I just thought of something that might help.

I am going to mount (with NFS) /home/john on the system that the user connects to with SSH.

So thats /home/_sxb that /home/john are the same folders then.

Cheers,

Robin

----------

## Anarcho

 *RobinVossen wrote:*   

>  *Anarcho wrote:*   Could you please give me the output of 
> 
> "ls -ld / /home /home/john /home/john/.ssh" 
> 
> I did that. And I got:
> ...

 

Is this your actual setup? Is the home folder on both machines identic? If yes, then have both users the same uid?

If not, could you post the same output as above (ls -ld...) for the remote machine? (replace john with _sxb of course).

----------

## RobinVossen

I got the exact same output. And both users account UIDs are 1001.

However I did play around this for two days now and I did found a nice Solution.

I made a authorized_keys that is linked to id_dsa.pub

Then I did use NFS to mount johns home to the _sxb home.

That does just work  :Smile:  And I can make it a Cron-Job to change the SSH Key.

The only problem is that NFS keeps failing. So I have done that dirty now. (See: http://www.linuxforums.org/forum/linux-networking/109897-openvz-network-filesystem.html)

Thanks for everything.

But I still dont get why It didnt work.. So, well if you can explain that anyhow Id love to hear that. (Since Ill learn and gain Knowledge  :Wink: )

Cheers, (or in your native language Auf Wiederseen (I really hope I did write that correct))

~ Robin

----------

## Anarcho

 *RobinVossen wrote:*   

> I got the exact same output. And both users account UIDs are 1001.
> 
> However I did play around this for two days now and I did found a nice Solution.
> 
> I made a authorized_keys that is linked to id_dsa.pub
> ...

 

I'm sorry, but I have no explanation, either. I don't understand why the script can't chdir to the .ssh directory. That seems to make no sense (as the script itself also reports).

 *Quote:*   

> Cheers, (or in your native language Auf Wiederseen (I really hope I did write that correct))

 

There was just one little mistake => "Auf Wiedersehen"

----------

## RobinVossen

Well, thanks for all the Effort anyhow  :Smile: 

Thanks for correcting my German. Tomorrow Ill go to German Dusseldorf Airport..

Cheers,

Robin

----------

## Anarcho

 *RobinVossen wrote:*   

> Well, thanks for all the Effort anyhow 
> 
> Thanks for correcting my German.

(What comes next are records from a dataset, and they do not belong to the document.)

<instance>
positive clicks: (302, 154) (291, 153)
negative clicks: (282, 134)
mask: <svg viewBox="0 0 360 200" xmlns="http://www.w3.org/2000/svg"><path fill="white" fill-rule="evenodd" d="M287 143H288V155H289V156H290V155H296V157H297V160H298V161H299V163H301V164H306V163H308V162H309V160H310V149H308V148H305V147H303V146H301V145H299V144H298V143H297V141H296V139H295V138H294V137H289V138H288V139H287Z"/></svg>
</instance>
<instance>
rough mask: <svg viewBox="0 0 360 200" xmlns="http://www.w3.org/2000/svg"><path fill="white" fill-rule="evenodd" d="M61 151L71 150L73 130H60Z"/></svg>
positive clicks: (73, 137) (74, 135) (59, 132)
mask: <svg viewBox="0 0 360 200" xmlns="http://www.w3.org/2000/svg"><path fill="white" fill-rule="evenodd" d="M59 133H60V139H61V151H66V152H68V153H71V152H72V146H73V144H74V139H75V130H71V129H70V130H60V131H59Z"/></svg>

Tomorrow Ill go to German Dusseldorf Airport..
> 
> Cheers,
> ...

 

You're very welcome! I'm currently working in Düsseldorf  :Wink: 

----------

## RobinVossen

Ah, cool.

the Airport?  :Wink:  I am well Excited.. 

I am going to Pick My girlfriend up. 

We didn't see each other in Person for a Month..!

Cheers,

Robin

----------

## Anarcho

 *RobinVossen wrote:*   

> Ah, cool.
> 
> the Airport?  I am well Excited.. 
> 
> I am going to Pick My girlfriend up. 
> ...

 

No No, I don't work at the airport. I'm Freelancer for anything dedicated with PCs, mainly programming stuff.

So your girlfriend is german or why do you pick her up at the german airport?

----------

## RobinVossen

My girlfriend is from the Glorious United Kingdom. I am Dutch myself.

And tickets to Eindhoven (Closed to me within the Netherlands) did cost about 50 pounds more..

And Dusseldorf is even closer then Eindhoven. So, well why not  :Wink: 

In case you didn't notice yet I am your Neighbor. A Dutch guy

----------

## Anarcho

 *RobinVossen wrote:*   

> My girlfriend is from the Glorious United Kingdom. I am Dutch myself.
> 
> And tickets to Eindhoven (Closed to me within the Netherlands) did cost about 50 pounds more..
> 
> And Dusseldorf is even closer then Eindhoven. So, well why not 
> ...

 

Yes, I already guessed that you might be dutch. You are not the only dutch who flies from Düsseldorf Airport  :Wink:  The alternative would be belgium.

----------